Certification issues remain as one of the primary areas of concern throughout the aircraft cabin and passenger experience industry. Seat delays in first, business, premium economy and economy classes are all too visible, and all too impactful to getting aircraft delivered and in service.
With business class offering the most variety of seats — in terms of orientation, layout, function, operation, customisation, and novelty of approach — it should be no surprise that design, certification, and production within this cabin is currently a major focus within the industry.
But the certification issues go well beyond business class, affecting everything from enormous floor-to-almost-ceiling first class suites to the slimmest of 28-inch-pitched barebones slimline economy seats.
Compounding the issue, many of the problems the industry is encountering are also specific to individual regulators, with approaches taken by regulators often creating problems that seem to lack a real safety justification for their effects.

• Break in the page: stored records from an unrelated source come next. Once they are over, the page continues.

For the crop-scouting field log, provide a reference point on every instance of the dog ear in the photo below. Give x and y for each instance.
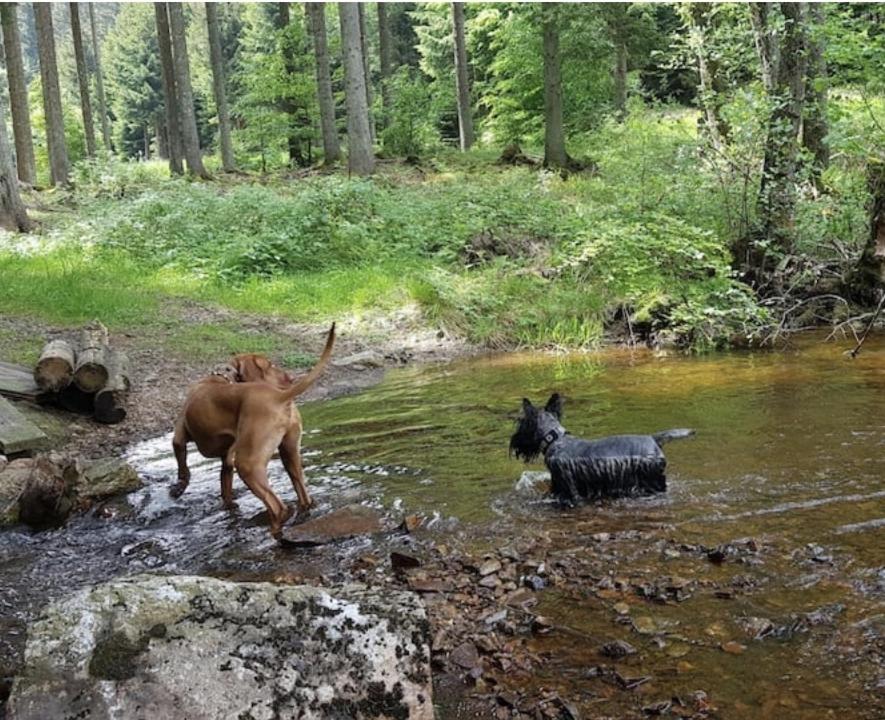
(554, 405)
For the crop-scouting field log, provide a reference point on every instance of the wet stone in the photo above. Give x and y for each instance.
(337, 525)
(617, 649)
(152, 646)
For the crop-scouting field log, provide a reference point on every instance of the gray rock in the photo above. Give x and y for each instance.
(366, 359)
(533, 482)
(195, 647)
(106, 477)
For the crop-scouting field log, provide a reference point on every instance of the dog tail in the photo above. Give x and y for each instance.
(675, 434)
(311, 377)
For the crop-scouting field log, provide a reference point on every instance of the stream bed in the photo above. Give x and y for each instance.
(757, 580)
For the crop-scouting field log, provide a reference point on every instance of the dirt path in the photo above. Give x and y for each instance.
(162, 369)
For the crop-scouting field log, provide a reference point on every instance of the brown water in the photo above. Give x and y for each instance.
(787, 472)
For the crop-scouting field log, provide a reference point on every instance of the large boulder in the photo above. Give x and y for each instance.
(200, 648)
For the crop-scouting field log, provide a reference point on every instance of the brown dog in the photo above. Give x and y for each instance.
(244, 420)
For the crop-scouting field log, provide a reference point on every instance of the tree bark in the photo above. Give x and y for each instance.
(367, 69)
(13, 215)
(82, 79)
(620, 78)
(766, 44)
(462, 81)
(59, 167)
(554, 134)
(187, 117)
(316, 14)
(360, 159)
(18, 95)
(777, 193)
(868, 279)
(384, 50)
(55, 368)
(296, 155)
(170, 94)
(815, 126)
(227, 152)
(699, 24)
(99, 84)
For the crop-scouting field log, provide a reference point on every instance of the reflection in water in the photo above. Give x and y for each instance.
(788, 456)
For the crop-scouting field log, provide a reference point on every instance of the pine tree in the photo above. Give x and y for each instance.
(227, 153)
(82, 79)
(360, 158)
(462, 83)
(18, 95)
(59, 167)
(317, 17)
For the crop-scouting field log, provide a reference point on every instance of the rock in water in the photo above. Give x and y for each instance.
(152, 647)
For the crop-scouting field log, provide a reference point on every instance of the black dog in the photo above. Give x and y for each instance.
(609, 467)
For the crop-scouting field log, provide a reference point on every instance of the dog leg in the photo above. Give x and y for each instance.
(290, 454)
(255, 477)
(180, 440)
(227, 481)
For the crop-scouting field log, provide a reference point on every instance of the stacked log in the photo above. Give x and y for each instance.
(87, 378)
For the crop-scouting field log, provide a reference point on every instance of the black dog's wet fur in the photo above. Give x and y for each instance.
(609, 467)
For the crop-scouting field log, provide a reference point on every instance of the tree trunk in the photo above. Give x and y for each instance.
(868, 278)
(82, 79)
(91, 369)
(384, 50)
(296, 155)
(316, 14)
(367, 70)
(110, 400)
(815, 126)
(18, 95)
(12, 211)
(699, 24)
(187, 117)
(462, 81)
(170, 95)
(766, 44)
(777, 194)
(360, 159)
(59, 167)
(99, 83)
(227, 153)
(55, 368)
(554, 135)
(620, 79)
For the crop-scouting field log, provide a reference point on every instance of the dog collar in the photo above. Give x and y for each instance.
(551, 437)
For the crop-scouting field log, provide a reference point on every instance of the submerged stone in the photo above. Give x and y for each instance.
(151, 646)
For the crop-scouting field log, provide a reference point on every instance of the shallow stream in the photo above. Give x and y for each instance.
(786, 476)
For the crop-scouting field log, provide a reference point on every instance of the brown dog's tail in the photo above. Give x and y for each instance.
(311, 377)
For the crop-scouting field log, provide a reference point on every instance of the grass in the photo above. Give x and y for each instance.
(504, 256)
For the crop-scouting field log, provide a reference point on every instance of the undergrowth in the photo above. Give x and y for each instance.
(504, 256)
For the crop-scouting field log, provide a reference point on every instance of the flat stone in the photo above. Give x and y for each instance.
(196, 647)
(366, 359)
(489, 567)
(106, 477)
(348, 522)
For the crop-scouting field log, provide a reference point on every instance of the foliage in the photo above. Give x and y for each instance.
(409, 129)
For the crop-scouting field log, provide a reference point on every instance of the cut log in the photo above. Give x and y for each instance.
(110, 401)
(91, 372)
(17, 433)
(74, 400)
(55, 368)
(17, 382)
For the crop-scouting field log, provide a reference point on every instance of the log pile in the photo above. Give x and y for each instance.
(88, 377)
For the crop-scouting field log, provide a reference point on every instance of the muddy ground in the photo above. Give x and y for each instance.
(364, 350)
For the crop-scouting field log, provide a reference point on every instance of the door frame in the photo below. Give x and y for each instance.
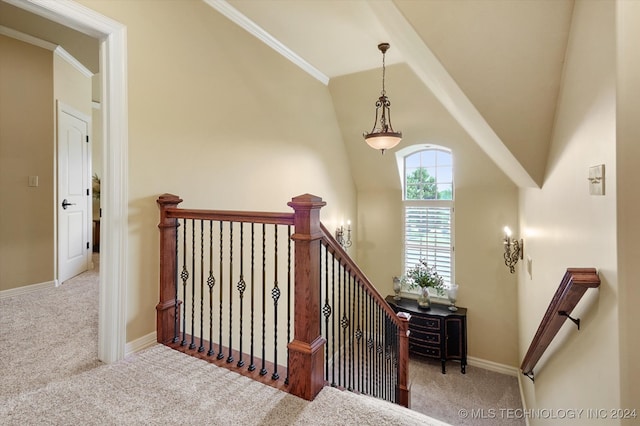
(61, 108)
(114, 191)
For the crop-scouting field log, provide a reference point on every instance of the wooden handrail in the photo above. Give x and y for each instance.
(306, 349)
(574, 284)
(343, 257)
(400, 320)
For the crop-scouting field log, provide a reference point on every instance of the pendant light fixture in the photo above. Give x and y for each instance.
(382, 136)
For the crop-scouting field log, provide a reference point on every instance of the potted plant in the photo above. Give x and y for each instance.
(424, 277)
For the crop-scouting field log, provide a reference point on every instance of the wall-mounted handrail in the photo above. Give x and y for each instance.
(574, 284)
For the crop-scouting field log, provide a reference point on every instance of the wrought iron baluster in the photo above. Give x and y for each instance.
(333, 321)
(275, 295)
(241, 288)
(252, 365)
(339, 318)
(201, 347)
(185, 277)
(326, 309)
(352, 282)
(263, 370)
(220, 353)
(286, 380)
(352, 363)
(230, 357)
(211, 282)
(192, 345)
(176, 312)
(371, 346)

Whether it’s the FAA treating requiring different testing for doors installed as linefit or retrofit, EASA’s ongoing understaffing issues — or the UK CAA’s duplicatory gold-plating of regulation driving multiple UK-based seatmakers to seriously consider relocating their activities to the EU — certification was the very much the biggest problem under discussion at this year’s Aircraft Interiors Expo.

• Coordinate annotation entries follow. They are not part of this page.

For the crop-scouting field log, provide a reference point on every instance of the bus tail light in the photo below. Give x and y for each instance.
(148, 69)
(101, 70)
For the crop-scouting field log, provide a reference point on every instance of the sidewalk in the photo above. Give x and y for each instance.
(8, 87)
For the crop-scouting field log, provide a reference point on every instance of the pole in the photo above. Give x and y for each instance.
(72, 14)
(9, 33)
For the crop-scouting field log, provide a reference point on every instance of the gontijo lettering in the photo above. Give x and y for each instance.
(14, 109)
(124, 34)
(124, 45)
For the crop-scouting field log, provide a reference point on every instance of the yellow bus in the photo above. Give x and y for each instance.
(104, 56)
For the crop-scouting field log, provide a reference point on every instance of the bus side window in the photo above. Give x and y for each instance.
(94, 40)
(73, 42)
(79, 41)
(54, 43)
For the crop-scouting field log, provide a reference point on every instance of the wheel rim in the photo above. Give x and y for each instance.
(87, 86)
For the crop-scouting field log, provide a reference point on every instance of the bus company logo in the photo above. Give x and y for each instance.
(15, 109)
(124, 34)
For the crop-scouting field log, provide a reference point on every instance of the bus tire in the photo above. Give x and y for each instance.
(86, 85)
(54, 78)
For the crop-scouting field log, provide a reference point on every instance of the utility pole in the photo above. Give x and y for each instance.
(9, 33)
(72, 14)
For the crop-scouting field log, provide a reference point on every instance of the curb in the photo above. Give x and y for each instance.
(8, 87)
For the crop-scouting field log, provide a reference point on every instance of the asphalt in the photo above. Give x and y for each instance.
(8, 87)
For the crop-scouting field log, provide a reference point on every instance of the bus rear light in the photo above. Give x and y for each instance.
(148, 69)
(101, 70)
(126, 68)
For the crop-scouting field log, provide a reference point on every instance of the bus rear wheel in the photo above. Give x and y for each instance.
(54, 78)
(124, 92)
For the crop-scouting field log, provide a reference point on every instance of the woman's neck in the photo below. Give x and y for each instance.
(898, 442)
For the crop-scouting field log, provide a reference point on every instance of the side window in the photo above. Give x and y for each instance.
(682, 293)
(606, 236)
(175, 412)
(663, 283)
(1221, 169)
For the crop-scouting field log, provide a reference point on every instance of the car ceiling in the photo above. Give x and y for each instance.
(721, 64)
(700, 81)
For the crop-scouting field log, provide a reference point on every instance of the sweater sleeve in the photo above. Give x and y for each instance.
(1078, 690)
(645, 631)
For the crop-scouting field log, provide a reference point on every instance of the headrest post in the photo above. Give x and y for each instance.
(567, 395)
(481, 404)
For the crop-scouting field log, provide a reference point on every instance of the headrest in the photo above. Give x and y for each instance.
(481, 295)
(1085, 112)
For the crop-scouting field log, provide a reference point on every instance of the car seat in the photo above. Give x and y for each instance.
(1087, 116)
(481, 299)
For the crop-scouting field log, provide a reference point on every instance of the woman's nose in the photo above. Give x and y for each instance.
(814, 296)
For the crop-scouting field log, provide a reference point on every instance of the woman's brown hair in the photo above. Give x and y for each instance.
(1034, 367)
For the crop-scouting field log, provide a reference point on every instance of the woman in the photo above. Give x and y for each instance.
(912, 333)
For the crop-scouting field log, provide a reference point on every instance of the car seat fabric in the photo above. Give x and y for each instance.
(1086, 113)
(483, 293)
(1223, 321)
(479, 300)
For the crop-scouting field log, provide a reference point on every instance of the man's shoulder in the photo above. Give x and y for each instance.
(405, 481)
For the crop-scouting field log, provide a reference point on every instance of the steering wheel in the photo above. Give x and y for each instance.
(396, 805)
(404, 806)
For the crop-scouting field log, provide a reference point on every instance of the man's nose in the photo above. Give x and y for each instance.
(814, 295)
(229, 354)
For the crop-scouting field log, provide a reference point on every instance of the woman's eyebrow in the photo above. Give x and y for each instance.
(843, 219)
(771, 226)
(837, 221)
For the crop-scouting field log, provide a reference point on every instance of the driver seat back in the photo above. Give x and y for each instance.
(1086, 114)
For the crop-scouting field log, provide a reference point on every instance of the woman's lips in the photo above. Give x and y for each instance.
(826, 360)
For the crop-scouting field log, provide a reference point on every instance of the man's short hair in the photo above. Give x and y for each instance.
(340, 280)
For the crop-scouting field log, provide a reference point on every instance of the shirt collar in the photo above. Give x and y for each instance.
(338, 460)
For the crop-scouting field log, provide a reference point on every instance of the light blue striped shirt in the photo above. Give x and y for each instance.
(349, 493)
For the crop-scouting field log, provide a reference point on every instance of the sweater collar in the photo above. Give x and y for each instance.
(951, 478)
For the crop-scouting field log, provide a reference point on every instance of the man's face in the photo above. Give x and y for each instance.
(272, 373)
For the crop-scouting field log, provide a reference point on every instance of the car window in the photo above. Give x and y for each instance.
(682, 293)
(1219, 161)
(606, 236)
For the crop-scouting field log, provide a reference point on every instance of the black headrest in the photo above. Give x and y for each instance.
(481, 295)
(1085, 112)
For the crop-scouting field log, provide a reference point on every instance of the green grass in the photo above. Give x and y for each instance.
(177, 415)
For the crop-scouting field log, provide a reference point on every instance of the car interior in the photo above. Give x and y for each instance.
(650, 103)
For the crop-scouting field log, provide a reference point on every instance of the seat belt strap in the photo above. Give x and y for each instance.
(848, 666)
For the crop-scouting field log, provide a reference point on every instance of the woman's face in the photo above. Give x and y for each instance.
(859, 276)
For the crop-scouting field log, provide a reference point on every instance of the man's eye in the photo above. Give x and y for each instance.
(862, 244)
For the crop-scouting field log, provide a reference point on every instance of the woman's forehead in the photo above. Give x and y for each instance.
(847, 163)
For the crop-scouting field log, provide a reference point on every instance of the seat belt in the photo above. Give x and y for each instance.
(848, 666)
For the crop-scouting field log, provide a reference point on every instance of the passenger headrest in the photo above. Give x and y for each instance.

Our in-depth reporting here draws on a wide variety of one-on-one discussions and roundtable meetings with industry experts from across the airline seat and cabin supply chain — before, during and after AIX.

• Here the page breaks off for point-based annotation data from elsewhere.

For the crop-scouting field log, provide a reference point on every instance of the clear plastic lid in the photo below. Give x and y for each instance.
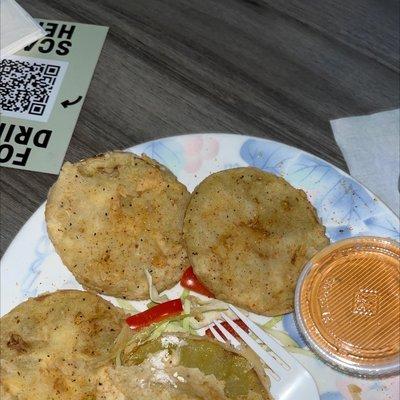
(347, 305)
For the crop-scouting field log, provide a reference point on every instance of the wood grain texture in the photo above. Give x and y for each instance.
(279, 69)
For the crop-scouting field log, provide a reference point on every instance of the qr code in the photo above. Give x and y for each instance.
(29, 86)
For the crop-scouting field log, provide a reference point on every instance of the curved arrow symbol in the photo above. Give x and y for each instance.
(67, 103)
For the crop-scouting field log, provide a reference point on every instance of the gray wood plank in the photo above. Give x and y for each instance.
(276, 69)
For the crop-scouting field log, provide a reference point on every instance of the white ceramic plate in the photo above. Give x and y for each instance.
(30, 266)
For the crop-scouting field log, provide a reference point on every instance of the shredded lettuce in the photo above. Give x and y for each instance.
(153, 292)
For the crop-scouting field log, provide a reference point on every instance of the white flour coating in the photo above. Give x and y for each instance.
(158, 368)
(172, 340)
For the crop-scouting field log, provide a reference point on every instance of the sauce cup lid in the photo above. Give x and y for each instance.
(347, 305)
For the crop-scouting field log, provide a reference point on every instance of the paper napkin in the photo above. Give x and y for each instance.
(371, 147)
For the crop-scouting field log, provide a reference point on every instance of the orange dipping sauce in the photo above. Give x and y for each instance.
(347, 305)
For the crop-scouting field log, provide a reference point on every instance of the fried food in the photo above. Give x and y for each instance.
(51, 345)
(113, 216)
(248, 235)
(183, 367)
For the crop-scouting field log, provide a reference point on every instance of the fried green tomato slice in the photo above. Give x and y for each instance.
(248, 235)
(177, 366)
(112, 216)
(52, 345)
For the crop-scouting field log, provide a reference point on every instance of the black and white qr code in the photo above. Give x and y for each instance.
(29, 86)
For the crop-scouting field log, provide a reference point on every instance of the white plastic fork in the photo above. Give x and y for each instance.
(289, 379)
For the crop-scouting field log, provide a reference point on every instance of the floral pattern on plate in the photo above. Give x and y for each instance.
(31, 266)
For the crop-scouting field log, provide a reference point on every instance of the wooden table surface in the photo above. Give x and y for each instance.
(279, 69)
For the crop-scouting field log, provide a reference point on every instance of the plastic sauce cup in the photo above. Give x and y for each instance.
(347, 305)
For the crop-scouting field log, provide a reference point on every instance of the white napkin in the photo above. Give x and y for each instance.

Given reasonable concerns about the potential consequences of being identified as publicly criticising a regulator or regulators, we agreed to these discussions being unattributed: in effect, the Chatham House Rule, which “helps create a trusted environment to understand and resolve complex problems. Its guiding spirit is: share the information you receive, but do not reveal the identity of who said it”.
In a few specific cases where to discuss a specific issue that a specific airframer, supplier or seatmaker is having would identify them, we have summarised or grouped them together.